US workers have been "tagged" electronically

Don't tell Blair...


With ID cards on the way, it would be a mistake to think that it is only the state which seeks to track our every movement. Capital does so too and in the free market, demand will be supplied. In Ohio, a company has embedded silicon chips into two of its employees ("US group implants electronic tags in workers", Richard Financial Times, 12/2/2006).

This is the first known case in which US workers have been "tagged" electronically as a way of identifying them. The company claims to be testing the technology as a way of controlling access to a room where it holds security video footage for government agencies and the police. As a side effect any implanted device can be used to track the employee without their knowledge.
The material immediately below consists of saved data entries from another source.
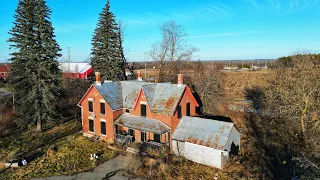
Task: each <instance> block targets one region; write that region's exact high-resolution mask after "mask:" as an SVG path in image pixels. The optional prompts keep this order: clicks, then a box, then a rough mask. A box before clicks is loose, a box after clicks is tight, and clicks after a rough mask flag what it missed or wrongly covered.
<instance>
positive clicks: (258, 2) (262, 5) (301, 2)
mask: <svg viewBox="0 0 320 180" xmlns="http://www.w3.org/2000/svg"><path fill="white" fill-rule="evenodd" d="M244 1H245V2H246V3H249V4H250V5H251V6H254V7H255V8H256V9H257V10H258V11H261V10H262V9H268V10H269V9H274V10H276V11H281V12H284V13H290V12H298V11H304V10H307V9H310V8H313V7H315V6H316V5H318V4H319V0H261V1H260V0H244Z"/></svg>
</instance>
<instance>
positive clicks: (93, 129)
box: [88, 116, 96, 133]
mask: <svg viewBox="0 0 320 180" xmlns="http://www.w3.org/2000/svg"><path fill="white" fill-rule="evenodd" d="M90 120H92V121H93V131H90V123H89V122H90ZM88 126H89V130H88V132H91V133H95V129H96V127H95V125H94V119H93V118H92V117H90V116H89V119H88Z"/></svg>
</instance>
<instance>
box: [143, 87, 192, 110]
mask: <svg viewBox="0 0 320 180" xmlns="http://www.w3.org/2000/svg"><path fill="white" fill-rule="evenodd" d="M185 88H186V86H185V85H181V86H180V87H179V86H178V85H177V84H171V83H157V84H152V85H144V86H142V90H143V92H144V94H145V96H146V99H147V103H148V105H149V107H150V110H151V112H154V113H161V114H173V113H174V111H175V107H176V106H177V105H178V103H179V101H180V99H181V97H182V95H183V93H184V91H185Z"/></svg>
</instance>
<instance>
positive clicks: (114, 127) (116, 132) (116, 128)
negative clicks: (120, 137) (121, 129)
mask: <svg viewBox="0 0 320 180" xmlns="http://www.w3.org/2000/svg"><path fill="white" fill-rule="evenodd" d="M114 128H115V131H116V134H119V127H118V124H116V125H114Z"/></svg>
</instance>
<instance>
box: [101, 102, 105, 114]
mask: <svg viewBox="0 0 320 180" xmlns="http://www.w3.org/2000/svg"><path fill="white" fill-rule="evenodd" d="M100 114H102V115H105V114H106V106H105V104H104V102H100Z"/></svg>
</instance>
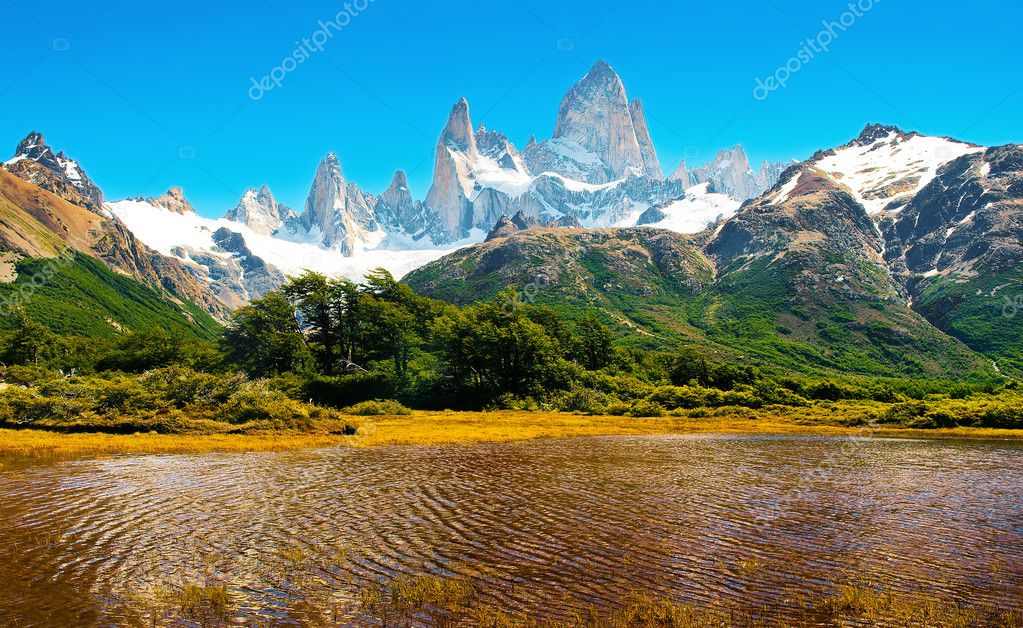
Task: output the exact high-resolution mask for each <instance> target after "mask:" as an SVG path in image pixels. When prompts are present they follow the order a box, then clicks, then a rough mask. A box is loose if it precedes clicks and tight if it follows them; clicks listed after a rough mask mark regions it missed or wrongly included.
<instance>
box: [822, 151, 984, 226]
mask: <svg viewBox="0 0 1023 628" xmlns="http://www.w3.org/2000/svg"><path fill="white" fill-rule="evenodd" d="M983 150H984V148H982V147H980V146H973V145H970V144H964V143H962V142H957V141H954V140H950V139H945V138H943V137H928V136H924V135H915V136H913V137H910V138H908V139H903V138H902V137H901V136H899V135H898V134H897V133H895V132H891V133H889V134H888V136H887V137H884V138H882V139H879V140H877V141H876V142H874V143H872V144H869V145H866V146H861V145H852V146H846V147H844V148H839V149H838V150H836V151H835V153H834V154H831V155H828V156H825V158H822V159H820V160H819V161H818V162H817V167H818V168H820V169H821V170H824V171H825V172H827V173H828V174H829V175H831V176H832V177H833V178H834V179H835V180H836V181H839V182H840V183H842V184H844V185H846V186H848V187H849V188H850V189H851V190H852V193H853V195H854V196H855V197H856V200H857V201H859V204H860V205H862V206H863V207H864V208H866V211H868V213H870V214H878V213H880V212H882V211H884V209H885V208H886V207H888V205H890V204H891V203H892V201H895V200H899V199H904V198H907V197H911V196H914V195H916V194H917V193H918V192H919V191H920V190H922V189H923V188H924V187H925V186H926V185H927V184H928V183H930V182H931V181H933V180H934V177H936V176H937V173H938V169H939V168H941V166H943V165H945V164H947V163H948V162H951V161H952V160H957V159H959V158H961V156H963V155H965V154H970V153H974V152H980V151H983ZM914 178H917V180H916V181H915V182H913V181H911V180H913V179H914Z"/></svg>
Needless to say, the company has its defenders who argue that it is acceptable as long as it is not compulsory. Presumably, this means that it is "voluntary" in the sense that if you do not agree to it, you will not be employed for long. Given the high levels of job insecurity and lack of decent jobs in America, the demand is likely to find willing takes. And, of course, if this technology gives the company a competitive advantage, then market forces will ensure that more and more workers will have to "volunteer" to be tagged.

This has even wider implications, of course. Given New Labour's love affair with big business, will it be a matter of time before they will be urging us to replace our ID cards with embedded chips? Think of the spurious arguments they could utilise to justify this! After all, the innocent will have nothing to fear...

This means that economic power will place a key role in determining how "voluntary" this embedding will actually be. But it does raise an important issue, namely why should the words "private property" make an action acceptable or not? If governments did what bosses habitually do, such as ban free speech (no talking back), ban freedom of association (no unions), tell people want to wear, how to behave and what to do, few people would fail to label it for what it is: tyranny. That people can leave a democratic state hardly makes restrictions on their liberty valid. The same applies to the voluntary feudalism of capitalism.

All in all, this is a door we would be wise keep closed in both the private and public sectors.